Random Forest - Explained

Difference between Decision Trees and Random Forests:

Like I already mentioned, Random Forest is a collection of Decision Trees, but there are some differences.

If you input a training dataset with features and labels into a decision tree, it will formulate some set of rules, which will be used to make the predictions.

For example, if you want to predict whether a person will click on an online advertisement, you could collect the ad’s the person clicked in the past and some features that describe his decision. If you put the features and labels into a decision tree, it will generate some rules. Then you can predict whether the advertisement will be clicked or not. In comparison, the Random Forest algorithm randomly selects observations and features to build several decision trees and then averages the results.

Another difference is that „deep“ decision trees might suffer from overfitting. Random Forest prevents overfitting most of the time, by creating random subsets of the features and building smaller trees using these subsets. Afterwards, it combines the subtrees. Note that this doesn’t work every time and that it also makes the computation slower, depending on how many trees your random forest builds.

Important Hyperparameters:

The Hyperparameters in random forest are either used to increase the predictive power of the model or to make the model faster. I will here talk about the hyperparameters of sklearns built-in random forest function.

1. Increasing the Predictive Power

Firstly, there is the „n_estimators“ hyperparameter, which is just the number of trees the algorithm builds before taking the maximum voting or taking averages of predictions. In general, a higher number of trees increases the performance and makes the predictions more stable, but it also slows down the computation.

Another important hyperparameter is „max_features“, which is the maximum number of features Random Forest considers to split a node. Sklearn provides several options, described in their documentation.

The last important hyper-parameter we will talk about in terms of speed, is „min_sample_leaf “. This determines, like its name already says, the minimum number of leafs that are required to split an internal node.

2. Increasing the Models Speed

The „n_jobs“ hyperparameter tells the engine how many processors it is allowed to use. If it has a value of 1, it can only use one processor. A value of “-1” means that there is no limit.

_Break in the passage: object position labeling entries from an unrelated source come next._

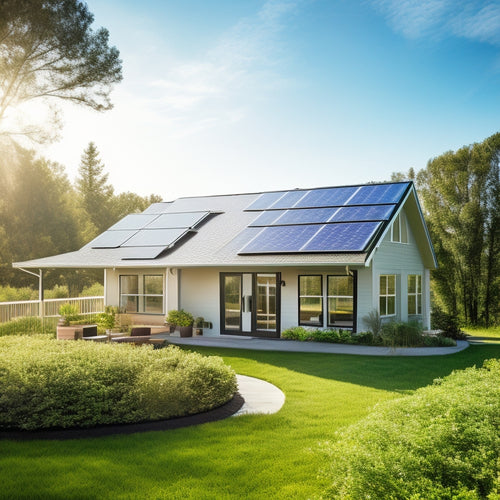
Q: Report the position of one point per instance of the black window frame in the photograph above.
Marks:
(320, 324)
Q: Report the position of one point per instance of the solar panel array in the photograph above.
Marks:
(147, 235)
(326, 220)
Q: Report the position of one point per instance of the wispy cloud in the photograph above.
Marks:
(471, 19)
(220, 83)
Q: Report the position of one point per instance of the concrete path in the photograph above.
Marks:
(260, 396)
(237, 342)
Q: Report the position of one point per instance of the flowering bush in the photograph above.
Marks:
(52, 384)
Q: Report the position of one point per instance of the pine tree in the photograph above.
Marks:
(94, 191)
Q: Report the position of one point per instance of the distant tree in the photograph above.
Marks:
(38, 217)
(461, 198)
(94, 192)
(402, 176)
(127, 203)
(49, 50)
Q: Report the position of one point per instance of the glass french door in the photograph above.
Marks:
(250, 304)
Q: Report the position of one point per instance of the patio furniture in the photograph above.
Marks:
(89, 332)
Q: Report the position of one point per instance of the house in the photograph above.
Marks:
(258, 263)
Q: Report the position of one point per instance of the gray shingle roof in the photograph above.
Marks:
(216, 242)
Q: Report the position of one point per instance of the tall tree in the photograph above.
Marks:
(49, 50)
(127, 203)
(38, 217)
(460, 192)
(94, 192)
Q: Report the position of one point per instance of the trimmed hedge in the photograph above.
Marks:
(442, 442)
(393, 334)
(49, 384)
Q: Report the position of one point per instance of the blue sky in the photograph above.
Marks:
(251, 95)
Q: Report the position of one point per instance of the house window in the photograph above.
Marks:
(414, 294)
(387, 295)
(141, 293)
(340, 301)
(399, 229)
(311, 300)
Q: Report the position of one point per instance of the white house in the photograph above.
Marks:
(256, 264)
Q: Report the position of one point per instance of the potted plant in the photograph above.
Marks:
(198, 325)
(71, 323)
(182, 320)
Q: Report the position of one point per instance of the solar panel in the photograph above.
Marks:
(265, 200)
(363, 213)
(289, 199)
(276, 239)
(139, 253)
(306, 216)
(133, 221)
(379, 193)
(155, 237)
(112, 239)
(157, 208)
(326, 197)
(344, 237)
(177, 220)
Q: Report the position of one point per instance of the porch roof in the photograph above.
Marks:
(214, 240)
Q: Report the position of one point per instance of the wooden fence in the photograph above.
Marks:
(49, 308)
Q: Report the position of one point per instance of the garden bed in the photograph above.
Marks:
(59, 385)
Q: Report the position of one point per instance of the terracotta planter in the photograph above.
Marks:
(186, 331)
(74, 332)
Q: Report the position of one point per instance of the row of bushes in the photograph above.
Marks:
(49, 384)
(442, 442)
(394, 334)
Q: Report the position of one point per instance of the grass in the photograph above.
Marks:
(251, 457)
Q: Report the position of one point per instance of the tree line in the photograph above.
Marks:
(460, 196)
(42, 213)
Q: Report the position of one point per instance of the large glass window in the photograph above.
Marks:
(311, 300)
(387, 295)
(414, 294)
(141, 293)
(340, 301)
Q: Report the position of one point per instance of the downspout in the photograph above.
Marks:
(40, 290)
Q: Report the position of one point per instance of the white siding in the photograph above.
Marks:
(401, 259)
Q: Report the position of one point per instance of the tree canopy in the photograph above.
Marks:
(48, 49)
(42, 213)
(460, 194)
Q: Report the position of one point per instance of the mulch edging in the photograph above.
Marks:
(224, 411)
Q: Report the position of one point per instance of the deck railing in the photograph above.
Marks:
(49, 308)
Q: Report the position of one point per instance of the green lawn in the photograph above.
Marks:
(254, 457)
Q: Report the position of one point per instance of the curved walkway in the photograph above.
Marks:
(234, 342)
(254, 396)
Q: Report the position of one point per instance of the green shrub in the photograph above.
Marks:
(26, 326)
(373, 322)
(179, 318)
(94, 290)
(296, 333)
(442, 442)
(54, 384)
(447, 323)
(400, 334)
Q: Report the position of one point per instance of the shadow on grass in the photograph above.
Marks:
(396, 374)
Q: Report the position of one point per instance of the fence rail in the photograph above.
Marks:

„random_state“ makes the model’s output replicable. The model will always produce the same results when it has a definite value of random_state and if it has been given the same hyperparameters and the same training data.

Lastly, there is the „oob_score“ (also called oob sampling), which is a random forest cross validation method. In this sampling, about one-third of the data is not used to train the model and can be used to evaluate its performance. These samples are called the out of bag samples. It is very similar to the leave-one-out cross-validation method, but almost no additional computational burden goes along with it.